We develop NERD, an evaluation framework that records and analyzes ratings of Named Entity (NE) extraction and disambiguation tools working on English plain text articles performed by human beings. NERD enables the comparison of different popular Linked Data entity extractors which expose APIs such as AlchemyAPI, DBPedia Spotlight, Extractiv, OpenCalais and Zemanta. Given an article and a particular tool, a user can assess the precision of the named entities extracted, their typing and linked data URI provided for disambiguation and their subjective relevance for the text. All user interactions are stored in a database.
Multimedia content is easy to produce but rather hard to find and to reuse on the Web. Digital photographs can be easily uploaded, communicated and shared in community portals such as Flickr, Picasa and Riya, while video are available on portals such as YouTube, DailyMotion, Metacafe or Vimeo to name a few. These systems allow their users to manually tag, comment and annotate the digital content, but they lack a general support for fine-grained semantic descriptions and look-up, especially when talking about things "inside" multimedia content, such as an object in a video or a person depicted in a still image. Furthermore, while video consumption on the web is continuously increasing, a large part of this content is not accessible to various categories of users. For example, blind and deaf users have little access to this enormous amount of content while digital technologies could, in theory, greatly improve the accessibility of rich media.

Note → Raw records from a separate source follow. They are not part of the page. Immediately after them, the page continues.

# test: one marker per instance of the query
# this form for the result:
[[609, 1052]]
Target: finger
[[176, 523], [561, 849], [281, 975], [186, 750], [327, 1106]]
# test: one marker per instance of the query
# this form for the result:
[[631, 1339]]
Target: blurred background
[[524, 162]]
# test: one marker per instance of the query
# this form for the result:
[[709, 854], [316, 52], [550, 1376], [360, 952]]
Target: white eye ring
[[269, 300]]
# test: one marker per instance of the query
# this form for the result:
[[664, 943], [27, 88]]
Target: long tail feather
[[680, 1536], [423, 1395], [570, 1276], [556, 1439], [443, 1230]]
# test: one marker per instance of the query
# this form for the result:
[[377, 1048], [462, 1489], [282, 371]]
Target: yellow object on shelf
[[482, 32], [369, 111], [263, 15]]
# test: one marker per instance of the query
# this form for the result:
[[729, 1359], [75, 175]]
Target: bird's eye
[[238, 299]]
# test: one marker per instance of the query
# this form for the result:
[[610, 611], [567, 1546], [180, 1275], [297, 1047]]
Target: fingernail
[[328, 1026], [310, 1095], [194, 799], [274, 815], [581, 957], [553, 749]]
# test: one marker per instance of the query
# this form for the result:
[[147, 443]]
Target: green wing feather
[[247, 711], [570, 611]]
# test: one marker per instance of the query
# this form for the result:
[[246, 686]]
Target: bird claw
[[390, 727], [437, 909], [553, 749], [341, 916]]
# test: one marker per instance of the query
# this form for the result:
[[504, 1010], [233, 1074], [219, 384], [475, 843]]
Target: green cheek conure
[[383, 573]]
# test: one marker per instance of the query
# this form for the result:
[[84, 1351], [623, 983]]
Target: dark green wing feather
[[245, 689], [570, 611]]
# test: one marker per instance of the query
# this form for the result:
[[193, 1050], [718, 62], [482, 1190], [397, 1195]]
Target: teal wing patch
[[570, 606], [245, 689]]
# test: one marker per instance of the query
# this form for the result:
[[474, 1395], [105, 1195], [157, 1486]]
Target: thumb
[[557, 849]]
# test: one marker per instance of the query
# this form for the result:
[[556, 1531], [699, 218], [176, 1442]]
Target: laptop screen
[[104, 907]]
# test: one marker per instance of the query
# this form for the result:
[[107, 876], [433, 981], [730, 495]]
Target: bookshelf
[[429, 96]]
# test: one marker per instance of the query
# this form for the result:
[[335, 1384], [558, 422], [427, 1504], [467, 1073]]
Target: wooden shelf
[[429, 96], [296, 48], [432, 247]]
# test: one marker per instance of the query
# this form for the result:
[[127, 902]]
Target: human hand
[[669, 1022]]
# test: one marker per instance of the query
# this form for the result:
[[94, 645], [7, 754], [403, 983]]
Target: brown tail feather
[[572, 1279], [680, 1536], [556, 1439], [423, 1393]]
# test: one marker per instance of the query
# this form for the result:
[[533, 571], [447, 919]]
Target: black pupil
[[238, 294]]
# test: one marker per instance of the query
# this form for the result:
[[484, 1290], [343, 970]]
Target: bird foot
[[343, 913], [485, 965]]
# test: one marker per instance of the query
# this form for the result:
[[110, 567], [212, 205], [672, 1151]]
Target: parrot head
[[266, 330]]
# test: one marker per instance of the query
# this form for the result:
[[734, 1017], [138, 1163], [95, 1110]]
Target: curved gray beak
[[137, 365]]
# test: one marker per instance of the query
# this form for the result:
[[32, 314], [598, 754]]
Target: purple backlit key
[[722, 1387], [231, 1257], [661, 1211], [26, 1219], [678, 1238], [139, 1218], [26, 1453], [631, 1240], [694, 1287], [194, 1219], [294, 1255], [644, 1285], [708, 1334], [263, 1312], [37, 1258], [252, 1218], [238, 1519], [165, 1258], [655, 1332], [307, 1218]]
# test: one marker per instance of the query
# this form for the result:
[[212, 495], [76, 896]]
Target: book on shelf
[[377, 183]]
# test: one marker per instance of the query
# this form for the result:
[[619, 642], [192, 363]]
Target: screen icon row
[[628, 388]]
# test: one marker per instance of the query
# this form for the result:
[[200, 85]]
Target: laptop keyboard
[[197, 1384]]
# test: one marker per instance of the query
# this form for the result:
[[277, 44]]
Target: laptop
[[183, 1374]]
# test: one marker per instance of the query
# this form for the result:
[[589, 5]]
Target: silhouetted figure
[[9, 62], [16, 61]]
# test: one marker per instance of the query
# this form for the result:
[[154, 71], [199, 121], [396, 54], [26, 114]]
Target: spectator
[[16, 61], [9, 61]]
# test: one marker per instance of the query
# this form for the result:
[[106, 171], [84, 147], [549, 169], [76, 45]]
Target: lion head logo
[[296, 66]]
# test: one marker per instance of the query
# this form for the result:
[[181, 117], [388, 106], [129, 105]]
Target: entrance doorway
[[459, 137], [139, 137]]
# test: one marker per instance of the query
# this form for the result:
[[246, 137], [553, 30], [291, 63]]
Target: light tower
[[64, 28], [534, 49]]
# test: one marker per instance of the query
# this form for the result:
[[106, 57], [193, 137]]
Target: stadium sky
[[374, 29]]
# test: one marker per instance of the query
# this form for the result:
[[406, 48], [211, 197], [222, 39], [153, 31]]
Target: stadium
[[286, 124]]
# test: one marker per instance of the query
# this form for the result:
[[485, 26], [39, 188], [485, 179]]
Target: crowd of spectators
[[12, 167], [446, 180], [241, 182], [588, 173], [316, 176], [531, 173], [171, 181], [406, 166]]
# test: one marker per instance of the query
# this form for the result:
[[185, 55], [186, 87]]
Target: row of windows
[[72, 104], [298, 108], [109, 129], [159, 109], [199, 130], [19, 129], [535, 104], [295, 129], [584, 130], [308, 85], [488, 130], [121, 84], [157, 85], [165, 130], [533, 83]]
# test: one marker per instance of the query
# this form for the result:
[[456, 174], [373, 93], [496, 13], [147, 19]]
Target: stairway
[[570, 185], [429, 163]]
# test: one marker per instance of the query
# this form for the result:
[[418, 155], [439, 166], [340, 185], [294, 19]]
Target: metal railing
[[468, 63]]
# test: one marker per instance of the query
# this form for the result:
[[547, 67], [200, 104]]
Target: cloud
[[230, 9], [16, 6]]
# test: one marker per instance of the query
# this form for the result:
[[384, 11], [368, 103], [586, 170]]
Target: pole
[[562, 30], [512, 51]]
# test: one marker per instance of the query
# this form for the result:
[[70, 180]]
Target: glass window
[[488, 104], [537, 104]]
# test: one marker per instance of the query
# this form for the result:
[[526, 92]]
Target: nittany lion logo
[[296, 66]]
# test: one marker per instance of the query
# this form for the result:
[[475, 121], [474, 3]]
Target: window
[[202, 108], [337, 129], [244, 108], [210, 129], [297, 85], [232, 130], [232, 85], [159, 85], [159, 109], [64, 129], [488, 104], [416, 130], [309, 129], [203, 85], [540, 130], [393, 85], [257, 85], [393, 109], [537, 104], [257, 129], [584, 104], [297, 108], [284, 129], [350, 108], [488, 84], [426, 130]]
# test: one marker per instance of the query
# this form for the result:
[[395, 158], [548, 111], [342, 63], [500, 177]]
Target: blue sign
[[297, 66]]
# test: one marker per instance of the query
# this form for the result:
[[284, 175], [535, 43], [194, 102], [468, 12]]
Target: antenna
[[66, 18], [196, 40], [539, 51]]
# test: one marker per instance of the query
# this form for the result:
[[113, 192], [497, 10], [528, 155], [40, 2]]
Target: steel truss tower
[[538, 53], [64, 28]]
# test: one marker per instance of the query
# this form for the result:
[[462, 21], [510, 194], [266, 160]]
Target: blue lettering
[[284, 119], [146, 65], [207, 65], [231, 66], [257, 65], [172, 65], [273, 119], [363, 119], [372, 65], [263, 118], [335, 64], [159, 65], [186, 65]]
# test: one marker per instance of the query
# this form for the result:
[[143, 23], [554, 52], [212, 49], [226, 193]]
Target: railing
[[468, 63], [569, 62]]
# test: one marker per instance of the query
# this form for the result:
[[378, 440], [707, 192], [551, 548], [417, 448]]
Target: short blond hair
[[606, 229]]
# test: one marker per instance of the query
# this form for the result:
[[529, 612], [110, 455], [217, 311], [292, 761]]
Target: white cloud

In this theme, we develop a standard means for uniquely identifying sub-parts of resources using URI fragment identifiers and we explore how the accessibility of web videos can be improved by providing rich descriptions of video content in order to personalize the rendering of the content according to user sensory deficiencies. The former has lead to a W3C Recommendation named Media Fragments URI while the later has been deployed on the Dailymotion video sharing web site.
Deploying Linked Data for Government
The Web is currently in a transition phase. After having been accessible on personal computers, it is now quickly moving to more and more ubiquity and entering in every part and moment of our lives. New devices and new ways to use them are being created. The ubiquity of the Web also creates an unseen abundance of information. Data is flowing onto the Web, created by users, generated by sensors, and stored in ever growing data farms. New ways to consume these data are still to be invented, allowing us to get only the essence of it. On-demand filtering and processing of this huge data flow is required to provide us with the information we need.
However, even if the raw data is there, even if the publishing and interlinking technology is there, the transition from raw published data to interlinked semantic data still needs to be done. Made of large raw data sources interlinked together, the Web of data takes advantage of semantic Web technologies in order to ensure interoperability and intelligibility of the data. We develop specific technologies for:
- publishing data as RDF graphs: a very simple data format,
- linking these data sets together, by identifying equivalent resources in other data sources,
- describing the vocabulary used in published data through ontologies
mostly for the Public Sector Information. We contribute to the W3C Government Linked Data Working Group that aims to provide standards and other information which help governments around the world publish their data as effective and usable Linked Data using Semantic Web technologies.